A mid-week message from Rev. John Wilson: 

One devotional book says this: “…the only true measurement of age is attitude- not birthdays. That is why some people become old at thirty, while others remain young at eighty. You (are young if) you:

                -Love life

                -Enjoy living

                -Are hopeful

                -Seek new thoughts for stimulation

                -Find new ways to do old things

                -Raise new ladders to climb, and

                -Enter new fields to gather

 

Have a blessed week,

Pastor John

Wednesday, September 4, 2019

Here is a prayer from the devotional book Today is Mine: “O Lord, help me to keep my hands clean May I have hands that never steal; hands that never take a bribe; hands that know no greed; hands that move when there is work to be done; hands that mind their own business; hands unsoiled with broken trusts; hands that never knife a friend in disloyalty; hands that never hold back anyone; hands that never cheer when others fall; hands that are never raised in angry blows; hands unstained with the blood of the innocent; hands that are fit for the other person to shake.”

 

Have a blessed week,

Pastor John

Wednesday, August 28, 2019

A mid-week message from Rev.
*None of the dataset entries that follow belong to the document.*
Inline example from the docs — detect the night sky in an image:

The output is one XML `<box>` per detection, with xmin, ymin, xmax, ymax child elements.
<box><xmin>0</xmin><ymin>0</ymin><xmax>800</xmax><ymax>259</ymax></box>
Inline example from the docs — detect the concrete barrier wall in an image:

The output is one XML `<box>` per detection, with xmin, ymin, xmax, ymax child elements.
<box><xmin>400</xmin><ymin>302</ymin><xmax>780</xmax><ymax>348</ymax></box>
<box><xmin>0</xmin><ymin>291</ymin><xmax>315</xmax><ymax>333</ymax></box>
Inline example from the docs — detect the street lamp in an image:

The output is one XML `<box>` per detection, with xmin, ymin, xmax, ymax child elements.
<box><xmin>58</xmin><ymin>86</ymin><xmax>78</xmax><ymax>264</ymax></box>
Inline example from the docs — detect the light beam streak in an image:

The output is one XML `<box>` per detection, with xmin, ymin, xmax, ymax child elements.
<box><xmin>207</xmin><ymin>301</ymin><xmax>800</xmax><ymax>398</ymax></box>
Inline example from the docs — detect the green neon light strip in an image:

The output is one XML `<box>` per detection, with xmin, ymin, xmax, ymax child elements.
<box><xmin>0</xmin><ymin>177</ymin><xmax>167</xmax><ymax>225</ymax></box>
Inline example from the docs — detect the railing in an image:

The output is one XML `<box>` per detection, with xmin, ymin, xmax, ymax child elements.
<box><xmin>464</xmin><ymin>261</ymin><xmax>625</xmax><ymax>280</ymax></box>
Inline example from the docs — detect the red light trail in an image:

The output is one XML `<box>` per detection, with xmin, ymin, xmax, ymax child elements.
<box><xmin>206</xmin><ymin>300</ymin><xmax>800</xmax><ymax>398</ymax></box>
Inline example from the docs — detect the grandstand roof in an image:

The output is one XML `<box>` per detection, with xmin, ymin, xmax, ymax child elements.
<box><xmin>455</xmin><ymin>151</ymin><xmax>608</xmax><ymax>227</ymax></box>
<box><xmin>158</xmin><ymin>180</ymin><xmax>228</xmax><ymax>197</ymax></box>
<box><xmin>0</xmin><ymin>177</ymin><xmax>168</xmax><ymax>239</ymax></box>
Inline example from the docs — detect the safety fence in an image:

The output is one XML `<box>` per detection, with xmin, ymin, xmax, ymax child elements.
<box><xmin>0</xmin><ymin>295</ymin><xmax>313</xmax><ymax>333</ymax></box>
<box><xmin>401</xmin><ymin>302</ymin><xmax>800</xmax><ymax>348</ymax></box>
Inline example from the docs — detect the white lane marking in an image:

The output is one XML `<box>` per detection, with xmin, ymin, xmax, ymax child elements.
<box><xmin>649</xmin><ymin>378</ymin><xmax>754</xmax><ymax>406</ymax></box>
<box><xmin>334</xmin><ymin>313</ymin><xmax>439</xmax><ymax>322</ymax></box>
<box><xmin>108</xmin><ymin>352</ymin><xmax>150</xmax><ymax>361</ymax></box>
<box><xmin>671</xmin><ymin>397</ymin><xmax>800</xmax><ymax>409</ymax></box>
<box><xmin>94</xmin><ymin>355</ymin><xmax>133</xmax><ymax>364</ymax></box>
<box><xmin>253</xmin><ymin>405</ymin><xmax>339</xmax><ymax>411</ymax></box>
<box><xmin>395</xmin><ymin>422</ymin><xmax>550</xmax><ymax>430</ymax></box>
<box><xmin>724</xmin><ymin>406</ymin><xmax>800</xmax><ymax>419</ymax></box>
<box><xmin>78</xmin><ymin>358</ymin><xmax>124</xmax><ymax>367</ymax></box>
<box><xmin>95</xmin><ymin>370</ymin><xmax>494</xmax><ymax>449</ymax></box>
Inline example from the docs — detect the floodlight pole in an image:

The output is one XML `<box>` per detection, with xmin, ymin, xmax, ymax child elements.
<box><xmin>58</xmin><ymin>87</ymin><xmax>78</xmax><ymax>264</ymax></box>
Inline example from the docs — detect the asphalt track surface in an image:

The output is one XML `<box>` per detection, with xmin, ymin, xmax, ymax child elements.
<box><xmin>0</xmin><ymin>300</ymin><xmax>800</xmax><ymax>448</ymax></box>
John Wilson: 

Henry Brownlow writes this: “Each generation has the right to use the world, but not abuse it. The who-cares philosophy, which gets what you can, anyway you can, as long as you can, leaves a wasted world in its wake. If our hands are thieves which snatch the wealth of ages; if our feet are blockbusters which trample nature’s provisions; if we are a people whose sensitivity is seared to polluted streams, poisoned air, huge debts, and dog-eat-dog morals, we are more than exploiters- we are culprits whose prodigality shall affect the unborn. So let us ask: When we vacate this old world and the new tenants move in, what will they find?”

 

Have a blessed week,

Pastor John

Wednesday, August 7, 2019

Reuben P. Job writes this: “Hope has always been a dominant quality in the life of the Christian community. From the time of the resurrection of Jesus until today, individual Christians and the Christian community have been full of hope…The source of this resurrection hope was never found in the surroundings or how things were going for the Church. Rather, hope was found in God and the assurance that God was at work in the Church and in the world. The disciples felt a calm confidence that God’s work and will would ultimately be completed and fulfilled.”

 

Have a blessed week,

Pastor John

Wednesday, July 31, 2019

A mid-week message from Rev. John Wilson: 

Daniel Wolpert writes the following: “Like our other forms of prayer, praying with our material lives can and will cause upheaval. Just as our minds can revolt against us in silent prayer, so too will our social circles rebel when we begin to question how we are living, or what are our material priorities.”

 

Have a blessed week,

Pastor John

Wednesday, July 10, 2019

A mid-week message from Rev. John Wilson 

John Indermark writes this: “To fears and sin that hold us back and weigh us down, we say, ‘No more. You are not the future. The future is God- and God has promised the gift of forgiveness.’ We are emboldened to face what we have done with the grace of what God has done and promises to do. Those confessions provide rehearsals for more public confessions of those truths by individuals and communities of faith. God would also embolden us to speak such truth with courage to those who would play on our fears and rely on our silenced timidity and say- ‘No more. You are not the future. This will not stand. We trust in God’s holy presence and gracious favor.’  And having said that, we then live that truth.”

Have a blessed week,

Pastor John

Wednesday, July 3, 2019

Elaine M. Prevallet writes the following: “Surely, in the end, after all our righteous judgments on what is wrong with ourselves, each other, and with the world; after we experience injustice intractably resistant to our most devoted efforts, leaving us with our thirst unquenched, our mouths dry and our throats sore from protest; surely in the end the gospel calls us to view the whole of creation, and each other, with the eyes of mercy, and to love it all anyway, with a mercying heart.”